The Permanent Court of Arbitration has recently ordered tobacco company Philip Morris to pay the Australian government’s costs, after Philip Morris failed to get the Australian government’s plain packaging legislation overturned. For the uninitiated, the Tobacco Plain Packaging Act 2011 makes it mandatory for tobacco companies that wish to conduct business in Australia to sell their products using only a generic drab dark packaging. The legislation requires tobacco packaging to feature large, visually-arresting health warnings which are designed to make cigarettes unappealing to smokers.

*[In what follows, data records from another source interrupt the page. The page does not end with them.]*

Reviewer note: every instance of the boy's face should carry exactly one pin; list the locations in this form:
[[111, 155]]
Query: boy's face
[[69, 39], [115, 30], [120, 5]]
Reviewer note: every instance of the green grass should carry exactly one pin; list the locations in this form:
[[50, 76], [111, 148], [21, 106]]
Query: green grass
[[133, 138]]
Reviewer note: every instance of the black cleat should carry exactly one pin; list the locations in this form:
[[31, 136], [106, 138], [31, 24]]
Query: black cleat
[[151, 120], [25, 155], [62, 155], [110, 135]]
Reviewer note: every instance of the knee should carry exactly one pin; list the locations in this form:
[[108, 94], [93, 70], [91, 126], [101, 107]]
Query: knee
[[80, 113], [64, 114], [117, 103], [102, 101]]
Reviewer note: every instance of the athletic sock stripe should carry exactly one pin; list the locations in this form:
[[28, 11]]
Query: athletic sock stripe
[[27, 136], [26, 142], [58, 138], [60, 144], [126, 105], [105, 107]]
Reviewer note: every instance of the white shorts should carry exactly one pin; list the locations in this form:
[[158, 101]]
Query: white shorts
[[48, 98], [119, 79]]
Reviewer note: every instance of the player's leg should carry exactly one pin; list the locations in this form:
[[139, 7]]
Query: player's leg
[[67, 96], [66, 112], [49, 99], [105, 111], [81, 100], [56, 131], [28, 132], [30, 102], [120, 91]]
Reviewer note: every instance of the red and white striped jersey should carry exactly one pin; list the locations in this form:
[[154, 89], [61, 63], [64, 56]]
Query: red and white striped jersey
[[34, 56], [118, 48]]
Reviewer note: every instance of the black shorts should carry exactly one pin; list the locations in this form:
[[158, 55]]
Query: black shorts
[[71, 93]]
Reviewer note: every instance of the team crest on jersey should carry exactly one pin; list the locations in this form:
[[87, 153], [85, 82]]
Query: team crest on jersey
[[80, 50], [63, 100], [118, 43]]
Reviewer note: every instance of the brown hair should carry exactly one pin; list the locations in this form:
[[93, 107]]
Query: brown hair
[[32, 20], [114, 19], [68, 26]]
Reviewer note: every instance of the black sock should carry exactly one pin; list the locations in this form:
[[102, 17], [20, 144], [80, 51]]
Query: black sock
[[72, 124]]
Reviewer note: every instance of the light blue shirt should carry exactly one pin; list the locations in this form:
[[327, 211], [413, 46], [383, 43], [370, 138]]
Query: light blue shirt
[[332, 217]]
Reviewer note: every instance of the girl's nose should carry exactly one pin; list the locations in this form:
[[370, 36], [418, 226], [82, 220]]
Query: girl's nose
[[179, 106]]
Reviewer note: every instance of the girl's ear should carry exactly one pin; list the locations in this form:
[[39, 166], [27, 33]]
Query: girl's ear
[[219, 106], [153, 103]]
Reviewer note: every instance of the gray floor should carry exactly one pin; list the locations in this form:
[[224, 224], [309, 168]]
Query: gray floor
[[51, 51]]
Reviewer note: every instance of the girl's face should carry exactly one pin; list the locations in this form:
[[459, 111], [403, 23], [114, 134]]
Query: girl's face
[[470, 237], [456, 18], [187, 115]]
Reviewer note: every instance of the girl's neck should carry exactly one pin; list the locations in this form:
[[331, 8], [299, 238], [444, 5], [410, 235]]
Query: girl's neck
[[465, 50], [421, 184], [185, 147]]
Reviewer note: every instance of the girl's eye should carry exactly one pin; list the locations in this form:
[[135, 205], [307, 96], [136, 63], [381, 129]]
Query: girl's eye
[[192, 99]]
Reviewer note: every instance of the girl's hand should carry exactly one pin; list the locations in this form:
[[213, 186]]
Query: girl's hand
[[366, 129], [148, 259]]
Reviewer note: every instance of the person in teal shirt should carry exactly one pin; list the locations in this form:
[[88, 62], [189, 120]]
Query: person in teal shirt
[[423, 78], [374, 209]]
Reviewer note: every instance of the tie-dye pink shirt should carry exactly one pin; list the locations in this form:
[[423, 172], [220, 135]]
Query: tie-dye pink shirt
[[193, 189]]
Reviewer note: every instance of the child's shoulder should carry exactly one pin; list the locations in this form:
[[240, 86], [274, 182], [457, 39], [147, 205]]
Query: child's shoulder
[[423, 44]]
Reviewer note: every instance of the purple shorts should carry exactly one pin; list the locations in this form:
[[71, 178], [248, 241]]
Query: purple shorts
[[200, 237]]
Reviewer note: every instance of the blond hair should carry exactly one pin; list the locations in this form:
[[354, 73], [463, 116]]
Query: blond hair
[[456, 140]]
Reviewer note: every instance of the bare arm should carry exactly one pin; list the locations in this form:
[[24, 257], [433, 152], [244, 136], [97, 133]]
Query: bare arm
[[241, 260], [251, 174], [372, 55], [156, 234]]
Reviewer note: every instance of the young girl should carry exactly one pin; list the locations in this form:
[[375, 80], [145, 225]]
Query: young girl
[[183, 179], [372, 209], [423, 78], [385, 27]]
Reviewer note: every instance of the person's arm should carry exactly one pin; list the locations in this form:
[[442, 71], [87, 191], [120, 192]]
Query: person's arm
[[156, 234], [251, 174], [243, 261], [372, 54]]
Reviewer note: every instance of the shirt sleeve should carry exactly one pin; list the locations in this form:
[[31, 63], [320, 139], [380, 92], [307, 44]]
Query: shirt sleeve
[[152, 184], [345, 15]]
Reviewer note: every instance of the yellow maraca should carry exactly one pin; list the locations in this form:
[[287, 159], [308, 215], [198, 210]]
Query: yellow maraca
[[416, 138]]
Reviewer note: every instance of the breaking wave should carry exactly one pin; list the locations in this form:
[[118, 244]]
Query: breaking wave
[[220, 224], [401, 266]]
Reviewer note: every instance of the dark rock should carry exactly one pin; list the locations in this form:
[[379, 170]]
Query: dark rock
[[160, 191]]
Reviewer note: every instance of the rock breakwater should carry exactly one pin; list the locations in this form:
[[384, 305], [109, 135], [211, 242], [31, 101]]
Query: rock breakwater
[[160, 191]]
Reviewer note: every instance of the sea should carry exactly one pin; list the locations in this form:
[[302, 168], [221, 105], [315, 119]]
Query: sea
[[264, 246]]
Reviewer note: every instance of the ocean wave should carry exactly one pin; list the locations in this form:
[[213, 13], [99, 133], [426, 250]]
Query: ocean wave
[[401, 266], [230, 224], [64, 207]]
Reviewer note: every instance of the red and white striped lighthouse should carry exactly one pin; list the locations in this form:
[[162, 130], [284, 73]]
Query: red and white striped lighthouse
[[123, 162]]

The plain packaging legislation was opposed by tobacco companies and various countries. One rationale was that the mandatory use of plain packaging make it difficult, if not impossible, for brand owners to market their products using unique marks and design elements. The law also makes it that much more difficult for tobacco companies to protect their trade marks, as the plain packaging makes it that much easier for counterfeiters to produce and profit off fake products. It was also argued that any meaningful public health effects brought by the plain packaging law will be negated if cheap counterfeit tobacco products flood the Australian market.

This arbitration was brought on slightly different grounds. When Philip Morris took the case to the Permanent Court of Arbitration, it tried to argue that a ban on trade marks will breach foreign investment provisions, citing the conditions of a 1993 trade agreement between Australia and Hong Kong to support its argument. The court was very critical of Philip Morris’ arguments, and ruled against the tobacco company.

The Permanent Court of Arbitration’s ruling against Phillip Morris marks the third failure of the tobacco industry’s battle against the Tobacco Plain Packaging Act, after its previous failures to overturn the legislation at the High Court of Australia and the World Trade Organisation (WTO.)

The final costs figure that Philip Morris has been ordered to pay consist of the court fees and expenses, including the cost of expert witnesses, travel, solicitors, and counsel, as well as interest. The actual amount is redacted from the Permanent Court of Arbitration’s new ruling. But former Australian Federal Treasurer Wayne Swan (who helped draft the plain-packaging laws and was called by Australia to give evidence during secret hearings in 2015) estimates the case cost to have been “around $50 million” in legal fees.